A 20s pack of 1mOh cells for me.. reads about 23-26mOh when assembled. That means the entire bus is 3-6mOh. From positive to negative lead.

On a cold cold day that might increase to 30mOh. The IR increases in the cells not the bus. When cold Bus is still 3-6mOh.

Negligible if you build it right. A good contactor ( 200A ) might be 0.6mOh,... a rally good one ( 800A) is like.. 0.2mOh... when the single cell is 5x that ( 1mOh).. so its really negligible.

1mOh cell does not sag alot.... Its like a 10p group of Molicell P42A... (10mOh ea) .. my cells are dead on 1mOh ea. So every string is 1mOh. So there is 20 mOh in the pack, and 3-6mOh in the entire bus.

Not alot of heat created through milliohms.

 

[E-HP]

A 20s pack of 1mOh cells for me.. reads about 23-26mOh when assembled. That means the entire bus is 3-6mOh. From positive to negative lead.

On a cold cold day that might increase to 30mOh. The IR increases in the cells not the bus. When cold Bus is still 3-6mOh.

Negligible if you build it right. A good contactor ( 200A ) might be 0.6mOh,... a rally good one ( 800A) is like.. 0.2mOh... when the single cell is 5x that ( 1mOh).. so its really negligible.
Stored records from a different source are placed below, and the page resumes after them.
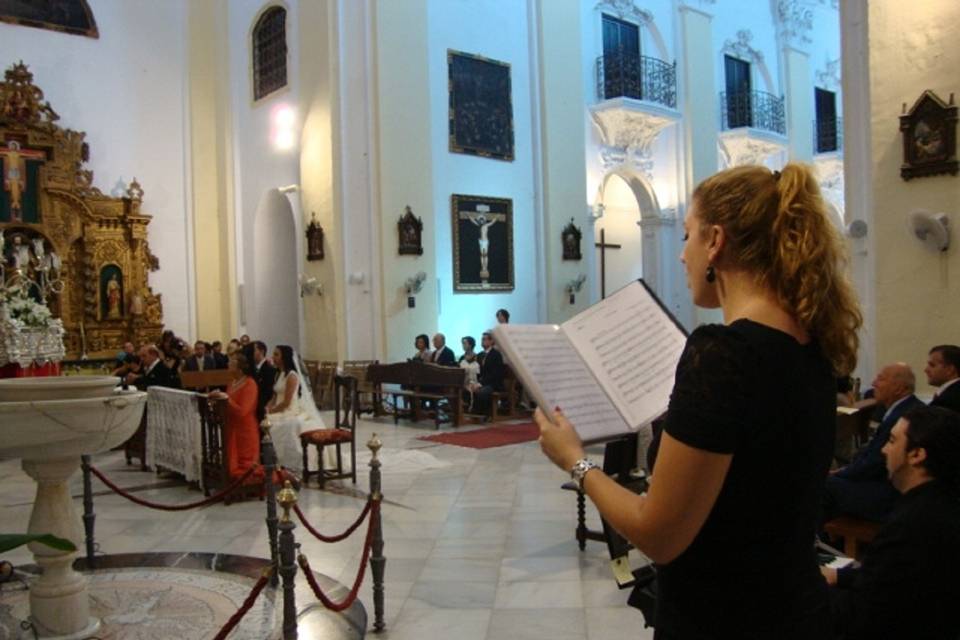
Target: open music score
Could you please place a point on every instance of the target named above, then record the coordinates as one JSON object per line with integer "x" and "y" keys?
{"x": 610, "y": 368}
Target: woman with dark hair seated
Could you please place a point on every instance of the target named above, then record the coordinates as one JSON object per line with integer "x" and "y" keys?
{"x": 242, "y": 440}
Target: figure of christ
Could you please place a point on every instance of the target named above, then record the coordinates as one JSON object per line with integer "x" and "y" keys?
{"x": 484, "y": 220}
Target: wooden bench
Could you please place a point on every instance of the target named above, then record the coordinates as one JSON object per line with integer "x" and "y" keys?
{"x": 420, "y": 381}
{"x": 853, "y": 531}
{"x": 203, "y": 380}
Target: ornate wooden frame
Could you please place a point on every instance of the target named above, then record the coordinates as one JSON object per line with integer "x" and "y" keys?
{"x": 929, "y": 132}
{"x": 86, "y": 228}
{"x": 410, "y": 234}
{"x": 570, "y": 237}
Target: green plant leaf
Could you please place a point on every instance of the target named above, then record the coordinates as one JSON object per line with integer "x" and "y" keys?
{"x": 10, "y": 541}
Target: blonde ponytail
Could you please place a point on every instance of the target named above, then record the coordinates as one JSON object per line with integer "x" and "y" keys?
{"x": 778, "y": 229}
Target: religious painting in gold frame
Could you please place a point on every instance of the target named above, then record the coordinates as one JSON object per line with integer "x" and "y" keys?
{"x": 482, "y": 243}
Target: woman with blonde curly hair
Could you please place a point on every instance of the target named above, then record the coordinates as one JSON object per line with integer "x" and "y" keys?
{"x": 731, "y": 514}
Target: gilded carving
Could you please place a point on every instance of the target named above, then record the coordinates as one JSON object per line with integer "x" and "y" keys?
{"x": 87, "y": 228}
1mOh cell does not sag alot.... Its like a 10p group of Molicell P42A... (10mOh ea) .. my cells are dead on 1mOh ea. So every string is 1mOh. So there is 20 mOh in the pack, and 3-6mOh in the entire bus.

Not alot of heat created through milliohms.

Just to understand, if the assumption is that the pack is poorly constructed and the strips used are underrated, is there no benefit to retrofitting the pack to remove any bottlenecks? The strips won't cause any issue as long as the cells have sufficient discharge capacity?

 

[lnanek]

Why not take a thermal camera and observe the pack when wired up to a test load? Then you'd be able to see any hot spots that need fixing, if any.